The picture of health, an elite athlete at the top of his game, and an NBA superhero, Mourning was in shock when his doctor confronted him with news of a seemingly career-ending kidney disease. “I was a the top of my game, and my health, so I was afraid and unsure when I received the news,” said Mourning.
“After researching and becoming more knowledgeable about kidney disease, I saw it as an opportunity to beat kidney disease, and also help people battling kidney disease.”
After the kidney transplant in 2003, Mourning helped secure Miami’s first NBA championship in 2006 before returning in 2008. In 2010, several years after Alonzo’s transplant, scientists found APOL1-mediated kidney disease (AMKD) was genetically driven (caused by variants of the APOL1 gene) and primarily affected people of African ancestry.
“The vast majority of people who have this disease don’t know they have it or that there is a genetic cause,” said Mourning.
Mourning has partnered with Vertex Pharmaceuticals to launch “Power Forward,” an educational initiative aimed at raising awareness of AMKD, highlighting the importance of early diagnosis and genetic testing.
“African Americans are disproportionately affected by APOL1-mediated kidney disease, which is crucial because AMKD can lead to rapid kidney failure and progresses quickly without obvious symptoms at first,” Mourning told BLACK ENTERPRISE.
Understanding the statistics and getting tested can help identify AMKD variants and save lives.
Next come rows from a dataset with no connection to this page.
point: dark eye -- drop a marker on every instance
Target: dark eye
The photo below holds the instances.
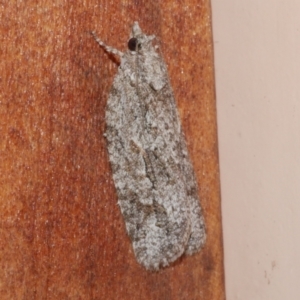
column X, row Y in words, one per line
column 132, row 44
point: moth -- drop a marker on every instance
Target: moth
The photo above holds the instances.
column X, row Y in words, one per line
column 152, row 172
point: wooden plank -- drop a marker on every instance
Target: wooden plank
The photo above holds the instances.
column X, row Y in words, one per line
column 61, row 232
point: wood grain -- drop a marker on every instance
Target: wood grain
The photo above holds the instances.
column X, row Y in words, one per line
column 61, row 231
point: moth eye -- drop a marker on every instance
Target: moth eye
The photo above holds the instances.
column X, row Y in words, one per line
column 132, row 44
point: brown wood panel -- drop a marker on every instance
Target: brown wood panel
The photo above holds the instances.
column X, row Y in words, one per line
column 61, row 232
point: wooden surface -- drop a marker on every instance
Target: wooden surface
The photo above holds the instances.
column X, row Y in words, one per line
column 61, row 232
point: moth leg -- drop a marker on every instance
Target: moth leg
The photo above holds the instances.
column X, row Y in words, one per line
column 107, row 48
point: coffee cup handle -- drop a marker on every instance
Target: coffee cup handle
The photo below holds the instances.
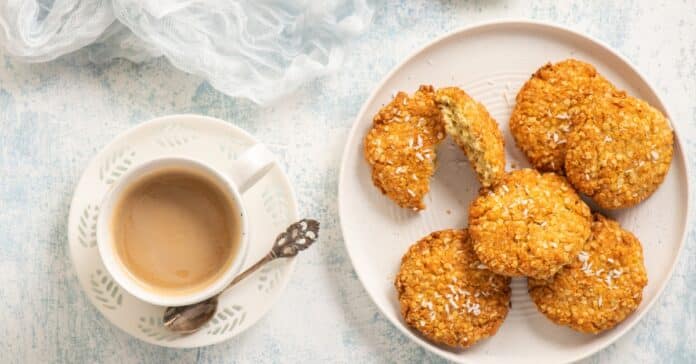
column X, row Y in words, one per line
column 251, row 166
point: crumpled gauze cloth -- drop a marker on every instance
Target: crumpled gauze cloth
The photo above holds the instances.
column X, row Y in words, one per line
column 257, row 49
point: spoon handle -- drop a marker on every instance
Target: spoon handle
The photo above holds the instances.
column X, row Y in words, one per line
column 298, row 236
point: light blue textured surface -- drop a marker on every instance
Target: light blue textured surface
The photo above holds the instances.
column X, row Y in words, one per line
column 54, row 117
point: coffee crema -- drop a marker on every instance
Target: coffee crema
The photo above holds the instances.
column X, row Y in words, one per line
column 176, row 231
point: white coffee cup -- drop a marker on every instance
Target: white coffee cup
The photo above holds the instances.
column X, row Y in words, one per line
column 243, row 173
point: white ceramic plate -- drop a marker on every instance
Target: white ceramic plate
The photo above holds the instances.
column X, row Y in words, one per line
column 270, row 204
column 491, row 61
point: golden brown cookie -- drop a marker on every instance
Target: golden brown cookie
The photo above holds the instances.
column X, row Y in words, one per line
column 475, row 131
column 601, row 287
column 530, row 224
column 447, row 294
column 400, row 147
column 622, row 152
column 549, row 106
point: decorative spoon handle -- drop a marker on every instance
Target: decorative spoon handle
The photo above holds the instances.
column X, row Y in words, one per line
column 188, row 319
column 298, row 236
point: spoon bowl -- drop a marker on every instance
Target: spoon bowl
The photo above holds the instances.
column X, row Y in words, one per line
column 190, row 318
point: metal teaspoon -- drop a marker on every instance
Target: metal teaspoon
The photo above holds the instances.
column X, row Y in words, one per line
column 189, row 319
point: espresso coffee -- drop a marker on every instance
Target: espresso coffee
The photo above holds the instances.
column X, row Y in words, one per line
column 175, row 231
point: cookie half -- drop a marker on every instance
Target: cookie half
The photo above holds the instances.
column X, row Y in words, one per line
column 400, row 147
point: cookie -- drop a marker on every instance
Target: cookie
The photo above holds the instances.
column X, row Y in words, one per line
column 622, row 152
column 530, row 224
column 549, row 106
column 447, row 294
column 475, row 131
column 400, row 147
column 601, row 287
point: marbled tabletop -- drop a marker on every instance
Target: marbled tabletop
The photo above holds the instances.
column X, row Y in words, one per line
column 54, row 117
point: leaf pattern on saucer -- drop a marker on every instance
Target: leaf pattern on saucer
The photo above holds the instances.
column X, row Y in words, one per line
column 105, row 290
column 276, row 205
column 153, row 328
column 175, row 135
column 226, row 320
column 116, row 165
column 87, row 227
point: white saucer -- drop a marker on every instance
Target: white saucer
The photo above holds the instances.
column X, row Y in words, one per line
column 271, row 206
column 491, row 61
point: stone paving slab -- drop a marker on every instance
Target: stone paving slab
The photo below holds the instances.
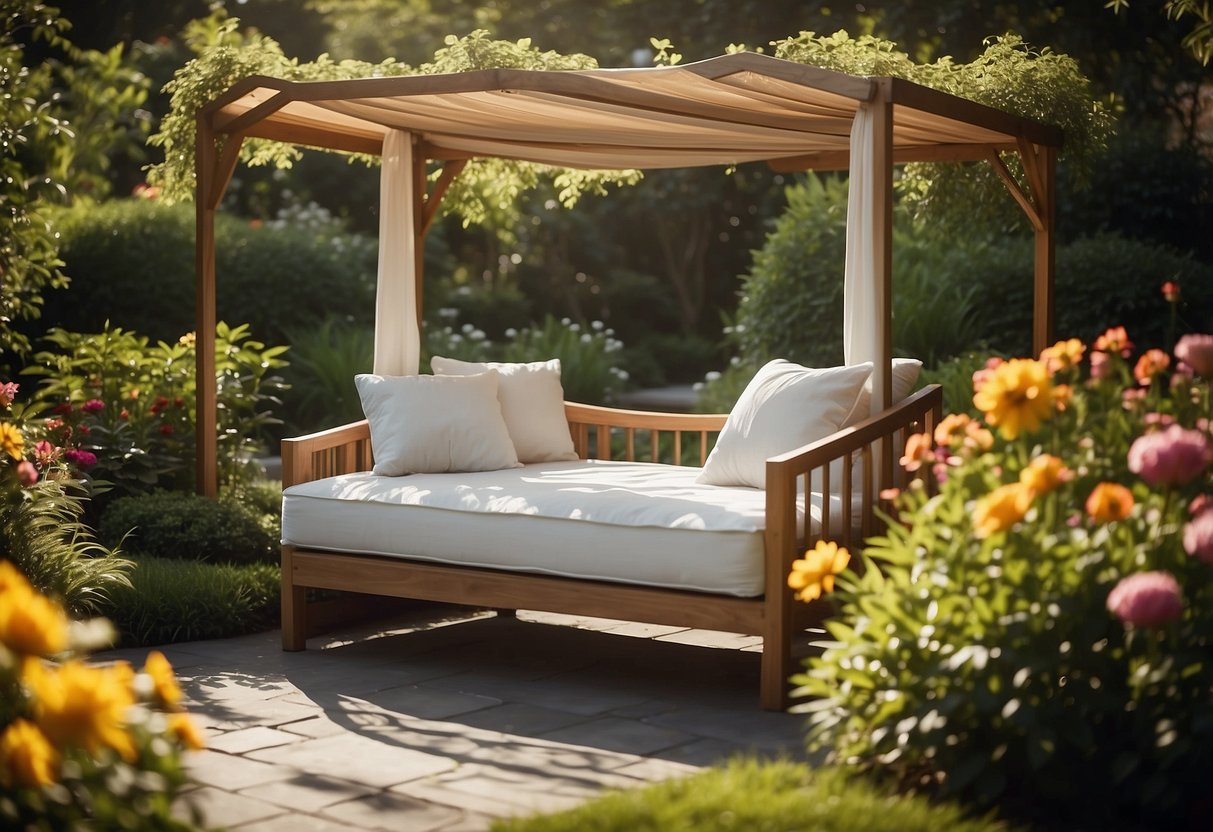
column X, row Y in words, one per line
column 442, row 719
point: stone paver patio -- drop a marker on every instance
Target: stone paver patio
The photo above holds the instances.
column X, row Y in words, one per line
column 445, row 718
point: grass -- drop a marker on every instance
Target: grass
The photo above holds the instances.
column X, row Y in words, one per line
column 746, row 796
column 184, row 600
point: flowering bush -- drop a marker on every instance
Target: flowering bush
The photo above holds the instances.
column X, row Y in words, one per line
column 121, row 410
column 83, row 746
column 1034, row 630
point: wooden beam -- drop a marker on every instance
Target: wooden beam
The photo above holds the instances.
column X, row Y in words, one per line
column 882, row 254
column 840, row 160
column 1024, row 200
column 205, row 405
column 1046, row 251
column 434, row 200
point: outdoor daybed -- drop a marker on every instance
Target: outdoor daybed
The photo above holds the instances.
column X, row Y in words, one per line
column 608, row 533
column 725, row 110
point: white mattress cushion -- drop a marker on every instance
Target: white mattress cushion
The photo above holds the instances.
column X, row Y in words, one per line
column 625, row 522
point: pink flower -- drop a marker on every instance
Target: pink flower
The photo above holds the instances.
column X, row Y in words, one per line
column 1196, row 351
column 1152, row 363
column 1146, row 599
column 27, row 474
column 1100, row 365
column 1199, row 537
column 1169, row 457
column 46, row 454
column 80, row 459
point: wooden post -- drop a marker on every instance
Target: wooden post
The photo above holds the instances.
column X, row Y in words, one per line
column 1046, row 250
column 205, row 423
column 882, row 255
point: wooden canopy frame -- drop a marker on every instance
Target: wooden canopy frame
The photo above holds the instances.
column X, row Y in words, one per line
column 723, row 110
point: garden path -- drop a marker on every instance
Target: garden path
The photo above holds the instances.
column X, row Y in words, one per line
column 443, row 719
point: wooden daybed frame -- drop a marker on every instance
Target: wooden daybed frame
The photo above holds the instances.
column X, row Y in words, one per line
column 775, row 615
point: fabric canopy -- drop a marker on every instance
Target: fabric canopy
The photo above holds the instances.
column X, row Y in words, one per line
column 730, row 109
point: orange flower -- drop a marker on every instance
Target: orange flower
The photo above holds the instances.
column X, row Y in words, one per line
column 80, row 705
column 917, row 451
column 1063, row 355
column 1044, row 473
column 27, row 757
column 814, row 574
column 30, row 625
column 1015, row 397
column 1001, row 508
column 1151, row 363
column 1109, row 502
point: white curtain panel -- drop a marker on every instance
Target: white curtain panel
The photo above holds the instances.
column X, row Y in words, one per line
column 397, row 336
column 863, row 288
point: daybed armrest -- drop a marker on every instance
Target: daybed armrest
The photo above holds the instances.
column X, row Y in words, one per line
column 341, row 450
column 875, row 443
column 639, row 433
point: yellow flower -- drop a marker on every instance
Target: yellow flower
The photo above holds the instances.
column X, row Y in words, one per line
column 168, row 691
column 815, row 573
column 30, row 625
column 27, row 757
column 1001, row 508
column 1044, row 473
column 80, row 705
column 1109, row 501
column 183, row 729
column 1015, row 397
column 11, row 442
column 1063, row 355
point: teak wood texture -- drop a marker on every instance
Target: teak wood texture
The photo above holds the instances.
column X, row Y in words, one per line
column 609, row 433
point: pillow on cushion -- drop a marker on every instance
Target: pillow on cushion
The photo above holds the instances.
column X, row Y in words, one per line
column 905, row 376
column 784, row 406
column 425, row 425
column 531, row 403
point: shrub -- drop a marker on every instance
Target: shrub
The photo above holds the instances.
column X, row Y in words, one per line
column 187, row 526
column 746, row 795
column 1099, row 278
column 40, row 520
column 278, row 275
column 83, row 746
column 130, row 405
column 183, row 600
column 1036, row 634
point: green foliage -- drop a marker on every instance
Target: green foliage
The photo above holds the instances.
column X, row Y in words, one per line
column 280, row 277
column 184, row 600
column 746, row 795
column 791, row 301
column 484, row 194
column 978, row 654
column 324, row 362
column 1098, row 279
column 28, row 260
column 588, row 368
column 1009, row 75
column 188, row 526
column 131, row 404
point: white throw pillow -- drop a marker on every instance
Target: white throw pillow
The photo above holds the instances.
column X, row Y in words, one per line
column 782, row 408
column 425, row 425
column 905, row 376
column 531, row 403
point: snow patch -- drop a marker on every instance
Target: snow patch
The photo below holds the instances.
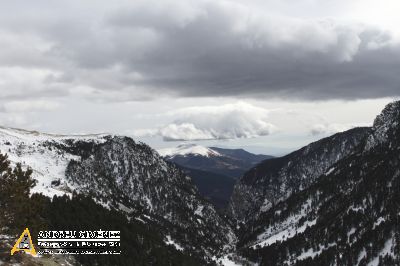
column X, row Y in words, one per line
column 170, row 241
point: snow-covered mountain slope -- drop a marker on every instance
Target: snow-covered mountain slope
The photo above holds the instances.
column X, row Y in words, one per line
column 349, row 216
column 228, row 162
column 124, row 175
column 37, row 151
column 276, row 179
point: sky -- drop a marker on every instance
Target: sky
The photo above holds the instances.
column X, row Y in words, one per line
column 269, row 76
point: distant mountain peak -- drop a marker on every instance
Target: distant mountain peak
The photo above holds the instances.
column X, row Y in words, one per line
column 188, row 149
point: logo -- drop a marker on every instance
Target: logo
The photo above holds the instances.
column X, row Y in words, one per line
column 24, row 243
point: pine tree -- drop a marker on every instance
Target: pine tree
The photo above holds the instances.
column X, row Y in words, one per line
column 15, row 203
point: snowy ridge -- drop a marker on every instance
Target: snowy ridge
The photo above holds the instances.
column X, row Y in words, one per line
column 188, row 149
column 121, row 174
column 32, row 149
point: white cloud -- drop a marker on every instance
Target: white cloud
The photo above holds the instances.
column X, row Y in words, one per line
column 28, row 106
column 229, row 121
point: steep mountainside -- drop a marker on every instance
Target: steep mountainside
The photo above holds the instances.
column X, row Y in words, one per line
column 276, row 179
column 229, row 162
column 216, row 188
column 123, row 175
column 349, row 216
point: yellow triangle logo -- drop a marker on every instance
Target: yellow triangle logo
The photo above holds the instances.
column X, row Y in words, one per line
column 24, row 243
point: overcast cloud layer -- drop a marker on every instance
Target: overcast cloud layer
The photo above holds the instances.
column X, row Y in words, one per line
column 140, row 50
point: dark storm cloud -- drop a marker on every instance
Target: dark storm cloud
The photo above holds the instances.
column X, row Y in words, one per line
column 192, row 48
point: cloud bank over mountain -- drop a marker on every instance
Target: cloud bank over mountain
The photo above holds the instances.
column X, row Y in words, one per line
column 229, row 121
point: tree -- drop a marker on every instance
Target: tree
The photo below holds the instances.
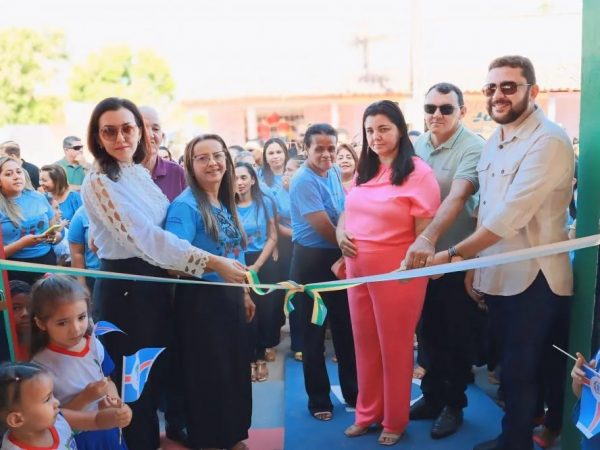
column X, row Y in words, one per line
column 29, row 61
column 116, row 71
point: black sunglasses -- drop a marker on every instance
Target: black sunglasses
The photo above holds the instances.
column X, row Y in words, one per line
column 446, row 109
column 506, row 87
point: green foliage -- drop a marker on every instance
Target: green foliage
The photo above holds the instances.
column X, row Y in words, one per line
column 29, row 61
column 143, row 77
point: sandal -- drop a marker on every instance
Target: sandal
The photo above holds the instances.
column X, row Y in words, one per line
column 355, row 431
column 262, row 372
column 270, row 355
column 389, row 438
column 419, row 372
column 323, row 415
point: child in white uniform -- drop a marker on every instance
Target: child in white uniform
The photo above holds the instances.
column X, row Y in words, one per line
column 63, row 344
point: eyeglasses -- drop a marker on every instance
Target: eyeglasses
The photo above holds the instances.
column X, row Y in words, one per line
column 110, row 133
column 506, row 87
column 445, row 110
column 203, row 160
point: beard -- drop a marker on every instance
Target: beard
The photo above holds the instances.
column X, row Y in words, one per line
column 512, row 114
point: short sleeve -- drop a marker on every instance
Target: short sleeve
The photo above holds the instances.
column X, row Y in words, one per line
column 181, row 221
column 77, row 230
column 425, row 199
As Mourning fills his role as Vice President of Player Programs for the Miami Heat and continues his advocacy work with Athletes for Hope, AMKD is at the front of his priority list.
“We must get educated, be proactive, and get people to the doctor for a yearly checkup.”
“A simple blood test can identify if you have two variants in your system. If you do, you can start the process to receive the best possible medical solution.”